Final Fantasy X was the game made on the precipice of this dichotomy. Voice acting was introduced for the first time, and the incredible pixel count that went into the faces of Tidus and Yuna went unmatched throughout the lifespan of sixth generation consoles. The prosaic charm of chibi in-game characters, temporarily cast aside in Final Fantasy VIII, was finally abandoned, never to return. FFX signalled the point where CG intruded – irretrievably, some might argue – into the aspects of the game its forebears allowed players to control, but enough tradition remained that it was still mostly limited to the big set pieces (like Tidus crashing Yuna’s wedding to Seymour). However, there was a sense of unease created by such visual opulence being used in aid of what was fundamentally a game of very conservative mechanics. FFX was the last mainline Final Fantasy to have random encounters, Square Enix choosing to decisively move away from them with the brilliant MMO-style fights in Final Fantasy XII and the slightly regressive yet highly refined battles in FFXIII. The transparent turn-based battle system made for stately combat, and the menu-based traversing of the overworld, robbing the player of the ability to roam and discover freely, was much mourned. That the unprecedented graphical muscle was being used for consolidation, not innovation, grated with many gamers, and this combined with some early missteps in the voice acting (more a dialogue problem than anything) to make FFX an easy target for cynicism.

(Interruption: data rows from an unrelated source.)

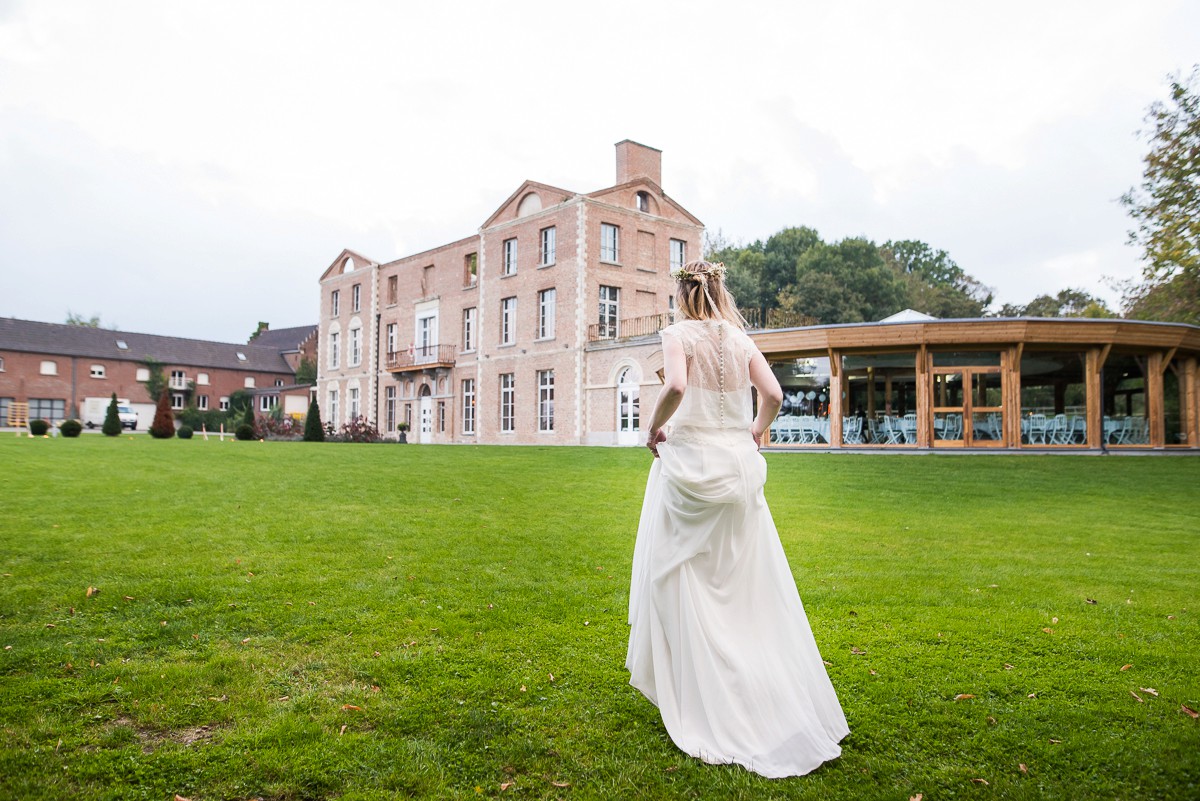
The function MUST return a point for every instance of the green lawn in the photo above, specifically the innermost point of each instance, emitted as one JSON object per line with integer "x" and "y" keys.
{"x": 377, "y": 621}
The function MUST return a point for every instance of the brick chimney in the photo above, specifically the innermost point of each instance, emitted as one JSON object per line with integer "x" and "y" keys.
{"x": 637, "y": 161}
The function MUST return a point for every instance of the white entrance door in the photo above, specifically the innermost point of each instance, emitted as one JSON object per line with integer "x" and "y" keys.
{"x": 628, "y": 409}
{"x": 426, "y": 420}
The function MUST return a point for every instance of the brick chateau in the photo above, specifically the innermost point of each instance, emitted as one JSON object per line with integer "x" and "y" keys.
{"x": 540, "y": 327}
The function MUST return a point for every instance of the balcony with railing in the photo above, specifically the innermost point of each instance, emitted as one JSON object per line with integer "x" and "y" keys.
{"x": 418, "y": 357}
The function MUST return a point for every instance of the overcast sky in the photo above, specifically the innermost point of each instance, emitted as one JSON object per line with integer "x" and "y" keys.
{"x": 192, "y": 168}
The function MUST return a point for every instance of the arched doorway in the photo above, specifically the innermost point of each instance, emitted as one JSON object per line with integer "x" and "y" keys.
{"x": 628, "y": 407}
{"x": 425, "y": 415}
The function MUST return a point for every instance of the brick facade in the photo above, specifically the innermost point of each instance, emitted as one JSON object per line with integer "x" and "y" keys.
{"x": 531, "y": 283}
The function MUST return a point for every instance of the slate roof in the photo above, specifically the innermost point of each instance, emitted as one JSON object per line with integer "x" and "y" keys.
{"x": 285, "y": 339}
{"x": 61, "y": 339}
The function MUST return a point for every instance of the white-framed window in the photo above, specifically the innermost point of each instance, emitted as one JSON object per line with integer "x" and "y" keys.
{"x": 546, "y": 313}
{"x": 545, "y": 399}
{"x": 610, "y": 242}
{"x": 355, "y": 347}
{"x": 549, "y": 246}
{"x": 510, "y": 257}
{"x": 468, "y": 405}
{"x": 508, "y": 320}
{"x": 508, "y": 399}
{"x": 468, "y": 329}
{"x": 610, "y": 309}
{"x": 678, "y": 253}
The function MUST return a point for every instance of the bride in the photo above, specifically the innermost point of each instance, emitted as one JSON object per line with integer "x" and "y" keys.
{"x": 719, "y": 640}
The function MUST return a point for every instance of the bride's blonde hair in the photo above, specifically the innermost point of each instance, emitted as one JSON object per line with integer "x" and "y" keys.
{"x": 701, "y": 293}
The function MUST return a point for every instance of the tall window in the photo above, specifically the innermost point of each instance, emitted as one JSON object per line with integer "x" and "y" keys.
{"x": 610, "y": 307}
{"x": 468, "y": 405}
{"x": 545, "y": 399}
{"x": 610, "y": 242}
{"x": 546, "y": 313}
{"x": 547, "y": 246}
{"x": 678, "y": 253}
{"x": 508, "y": 397}
{"x": 469, "y": 269}
{"x": 468, "y": 329}
{"x": 355, "y": 347}
{"x": 510, "y": 257}
{"x": 508, "y": 320}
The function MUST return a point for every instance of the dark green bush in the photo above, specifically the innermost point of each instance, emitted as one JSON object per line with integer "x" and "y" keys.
{"x": 112, "y": 426}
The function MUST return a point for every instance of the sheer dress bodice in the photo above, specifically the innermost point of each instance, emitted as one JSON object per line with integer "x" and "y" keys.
{"x": 718, "y": 375}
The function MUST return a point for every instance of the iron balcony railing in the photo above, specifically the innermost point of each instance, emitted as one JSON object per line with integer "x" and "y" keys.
{"x": 421, "y": 357}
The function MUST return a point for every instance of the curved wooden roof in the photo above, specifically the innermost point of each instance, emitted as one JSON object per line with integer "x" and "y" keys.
{"x": 978, "y": 332}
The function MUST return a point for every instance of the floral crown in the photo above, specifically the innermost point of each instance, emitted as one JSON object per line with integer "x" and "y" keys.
{"x": 699, "y": 269}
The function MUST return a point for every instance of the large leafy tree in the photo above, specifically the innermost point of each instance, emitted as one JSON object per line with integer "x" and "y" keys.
{"x": 1167, "y": 210}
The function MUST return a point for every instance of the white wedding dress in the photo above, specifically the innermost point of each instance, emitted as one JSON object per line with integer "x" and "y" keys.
{"x": 719, "y": 639}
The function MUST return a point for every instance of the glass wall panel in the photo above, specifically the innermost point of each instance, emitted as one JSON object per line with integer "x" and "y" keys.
{"x": 881, "y": 391}
{"x": 1054, "y": 397}
{"x": 804, "y": 416}
{"x": 1125, "y": 399}
{"x": 1175, "y": 403}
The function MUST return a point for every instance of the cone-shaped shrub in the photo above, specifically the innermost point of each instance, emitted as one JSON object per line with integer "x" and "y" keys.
{"x": 163, "y": 426}
{"x": 112, "y": 426}
{"x": 313, "y": 432}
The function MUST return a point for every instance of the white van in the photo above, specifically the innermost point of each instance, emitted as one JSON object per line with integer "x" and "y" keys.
{"x": 96, "y": 409}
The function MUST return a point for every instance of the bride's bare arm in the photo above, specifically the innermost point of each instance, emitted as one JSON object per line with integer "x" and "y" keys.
{"x": 771, "y": 396}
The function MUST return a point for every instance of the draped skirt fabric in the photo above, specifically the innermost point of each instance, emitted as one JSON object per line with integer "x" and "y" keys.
{"x": 719, "y": 640}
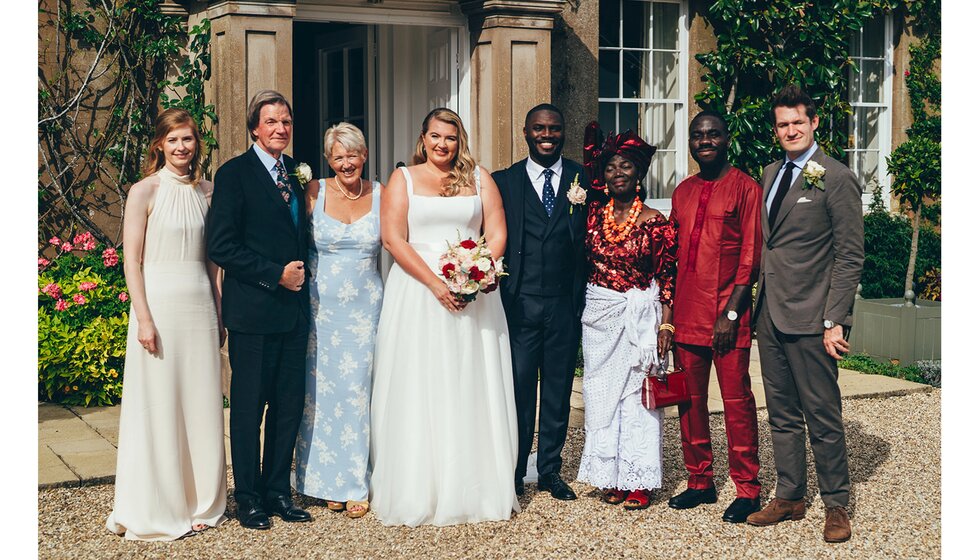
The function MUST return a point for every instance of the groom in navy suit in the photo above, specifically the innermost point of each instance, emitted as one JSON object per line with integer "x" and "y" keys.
{"x": 544, "y": 294}
{"x": 257, "y": 232}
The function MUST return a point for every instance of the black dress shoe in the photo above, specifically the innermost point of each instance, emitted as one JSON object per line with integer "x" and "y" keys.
{"x": 739, "y": 509}
{"x": 252, "y": 516}
{"x": 693, "y": 498}
{"x": 283, "y": 507}
{"x": 554, "y": 484}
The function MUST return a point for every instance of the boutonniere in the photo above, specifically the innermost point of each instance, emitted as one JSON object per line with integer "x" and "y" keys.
{"x": 813, "y": 174}
{"x": 576, "y": 194}
{"x": 303, "y": 173}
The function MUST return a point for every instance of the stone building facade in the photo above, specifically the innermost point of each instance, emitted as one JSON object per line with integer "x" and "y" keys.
{"x": 383, "y": 64}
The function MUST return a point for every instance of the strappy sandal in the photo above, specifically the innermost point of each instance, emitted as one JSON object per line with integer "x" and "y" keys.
{"x": 354, "y": 514}
{"x": 638, "y": 499}
{"x": 336, "y": 506}
{"x": 613, "y": 496}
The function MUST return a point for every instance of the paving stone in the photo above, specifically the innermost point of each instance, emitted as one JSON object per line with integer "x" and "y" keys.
{"x": 51, "y": 470}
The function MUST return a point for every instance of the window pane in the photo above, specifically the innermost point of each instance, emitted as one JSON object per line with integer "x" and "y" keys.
{"x": 854, "y": 82}
{"x": 866, "y": 169}
{"x": 665, "y": 73}
{"x": 609, "y": 23}
{"x": 874, "y": 38}
{"x": 636, "y": 74}
{"x": 607, "y": 118}
{"x": 872, "y": 72}
{"x": 335, "y": 86}
{"x": 629, "y": 118}
{"x": 665, "y": 32}
{"x": 662, "y": 176}
{"x": 609, "y": 74}
{"x": 866, "y": 121}
{"x": 636, "y": 24}
{"x": 355, "y": 66}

But all of this served to accentuate the story, and the characters that populated it. It really is one of the most sympathetic and layered narratives that the medium has produced, and even when the game’s conservatism gets a little too onerous, there’s so much beauty and intrigue in Spira and Yuna’s journey that the grind is worth it. Whatever ambivalence FFX inspires with its variety of technological firsts, its artistic merit is undeniable.